Micron Stock Drops Despite Strong AI-Driven Earnings

Micron Technology reported strong AI-driven earnings growth, but its stock fell following the results as investors reacted to valuation concerns and supply constraints.

By Samantha Reed Published:

Micron Technology reported a sharp rise in revenue and profitability for its fiscal second quarter, driven by strong demand for memory used in artificial intelligence systems. Despite the results, the company’s stock declined roughly 15% in the days following the announcement.

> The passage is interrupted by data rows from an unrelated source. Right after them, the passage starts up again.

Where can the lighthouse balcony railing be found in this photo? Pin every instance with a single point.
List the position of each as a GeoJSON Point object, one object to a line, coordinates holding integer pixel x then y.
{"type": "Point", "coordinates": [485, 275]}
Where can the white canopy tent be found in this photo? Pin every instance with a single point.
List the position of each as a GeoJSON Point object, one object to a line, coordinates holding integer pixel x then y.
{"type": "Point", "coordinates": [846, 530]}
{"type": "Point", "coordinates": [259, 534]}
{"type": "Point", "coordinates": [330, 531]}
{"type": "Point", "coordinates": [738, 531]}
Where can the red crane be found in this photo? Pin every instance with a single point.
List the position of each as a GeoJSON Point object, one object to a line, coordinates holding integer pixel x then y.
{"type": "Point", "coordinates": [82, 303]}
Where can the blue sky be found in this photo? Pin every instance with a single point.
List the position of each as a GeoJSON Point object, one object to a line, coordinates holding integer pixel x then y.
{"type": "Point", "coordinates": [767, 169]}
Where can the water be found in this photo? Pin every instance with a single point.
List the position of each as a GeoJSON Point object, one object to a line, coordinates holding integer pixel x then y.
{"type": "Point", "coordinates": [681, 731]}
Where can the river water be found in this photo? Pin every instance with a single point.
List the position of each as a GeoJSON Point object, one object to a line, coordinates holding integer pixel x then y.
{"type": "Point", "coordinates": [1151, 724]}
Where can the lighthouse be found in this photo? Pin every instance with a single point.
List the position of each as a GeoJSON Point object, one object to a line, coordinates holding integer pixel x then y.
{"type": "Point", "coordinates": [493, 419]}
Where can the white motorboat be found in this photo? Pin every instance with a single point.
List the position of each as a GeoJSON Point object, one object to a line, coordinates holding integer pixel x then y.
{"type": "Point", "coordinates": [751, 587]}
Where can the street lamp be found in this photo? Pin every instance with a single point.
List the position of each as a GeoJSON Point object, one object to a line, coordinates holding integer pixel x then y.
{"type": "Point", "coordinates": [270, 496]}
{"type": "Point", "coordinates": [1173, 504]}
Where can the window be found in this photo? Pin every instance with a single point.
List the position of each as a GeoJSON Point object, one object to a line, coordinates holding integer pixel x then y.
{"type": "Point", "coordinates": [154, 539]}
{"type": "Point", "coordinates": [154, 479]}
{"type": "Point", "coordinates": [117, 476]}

Micron generated $23.86 billion in quarterly revenue, nearly tripling year-over-year, and issued guidance pointing to gross margins of around 80% in the next quarter. The performance reflects tight supply conditions in the memory market, where demand from AI chipmakers continues to outpace production capacity.

The company operates in a highly concentrated market alongside SK Hynix and Samsung Electronics, supplying high-bandwidth memory critical for processors from firms such as Nvidia and Advanced Micro Devices. These chips power large-scale AI workloads, including model training and inference.

Micron’s CEO noted that supply constraints remain significant, with some customers receiving only a portion of their required memory. The imbalance has supported pricing and margins but also highlights ongoing capacity limitations across the semiconductor supply chain.

Analysts from firms including Bank of America, Morgan Stanley, and JPMorgan Chase raised their price targets following the report. However, investor concerns about peak margins, capital expenditure, and recent stock gains contributed to profit-taking.